Manuel cumple 15. Ahora vive con Martín en una escuela agropecuaria, y los viernes van a casa de sus papás a pasar el fin de semana. Hace 5 años nació su hermana, Mariela, y sus padres parecen haberse convertido en dos personas completamente diferentes. Con ella; con ellos siguen igual.
El estómago se le contare y el corazón le oprime el pecho cada vez que los ve con Mari. La cuidan, la miman, la protegen. ¿Por qué? Está seguro que no tiene que ver con que ella sea más chica. Cuando ellos tenían su edad, no había mimos, ni protección; había obligaciones y horarios como ahora. Tiene tantas ganas de ocupar su lugar, de recibir lo que le dan a ella. Pero eso no se puede. Lo que sí puede hacer es ocuparse de estudiar, hacer deporte y ayudar a papá los fines de semana en el campo. Su niñez quedó en pausa antes de empezar a vivirla. Y él se quedó esperando la caricia después del tropezón, el beso después del reto, la curita después del raspón.

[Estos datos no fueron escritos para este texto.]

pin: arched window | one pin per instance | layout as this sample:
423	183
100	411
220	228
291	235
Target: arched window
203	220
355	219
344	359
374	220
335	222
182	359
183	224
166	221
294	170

Hoy ya tiene 35 años, y todavía no pudo poner play. Espera. Busca lo que le faltó en otras cosas. Pero trabajar no abraza, correr no consuela y controlar no alcanza. Controla todo, hasta lo que cualquier mortal pensaría que es incontrolable. Lo que papá le enseño quedó como un tatuaje en su alma y en su cabeza. No puede ni acercarse a lo imprevisible, a lo que no puede manejar.

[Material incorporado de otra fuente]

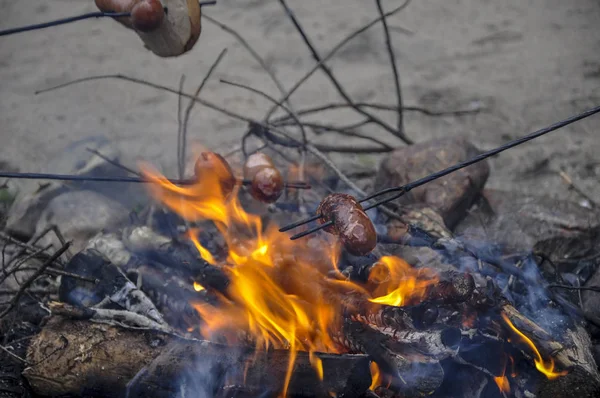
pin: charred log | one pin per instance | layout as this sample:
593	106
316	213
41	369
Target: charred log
84	358
411	373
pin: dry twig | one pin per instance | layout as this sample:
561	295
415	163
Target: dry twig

Ahora mamá está enferma, grave. Y al dolor de imaginarse que ella podría dejar de estar, se le suma no poder tener el control. No sólo no poder controlar la enfermedad que se la lleva, sino, no poder controlar lo que a él le pasa con eso. “Quiero que mi mamá esté bien”, repite como un mantra abrazado a la amante de turno. Lo repite creyendo estar dándole una orden al universo, y que éste debe cumplirla solo porque lo está imponiendo su cabeza. Pero no puede controlar nada, ni la enfermedad, ni su dolor, ni su cabeza, que vuelve continuamente a imaginarse la vida sin mamá. La espera y los recuerdos, llenan el espacio que debería llenar su futuro. La mujer que no puede encontrar, porque todavía no encontró a su mamá. Los hijos que no se imagina teniendo, porque él todavía no fue uno.
Manuel apoya la taza de té vacía en la mesada de su cocina. Levanta la cabeza, mira por la ventana y cierra los ojos. Deja que el calor del sol le caliente los párpados y, por primera vez en mucho tiempo, o tal vez simplemente por primera vez, se deja sentir. Siente la soledad de caminar por las calles de tierra con Martín; siente la rabia por las horas de juego que no existieron; siente el desamparo de caerse de la bici y volver a levantarse e intentar seguir pedaleando de nuevo sin que nadie se entere; siente los celos por los mimos que le tocan a Mariela; siente el temor infinito, intolerable, incontrolable de perder a su mamá; de perder la espera, la pausa y ganar la certeza apremiante de que ya es hora de poner play.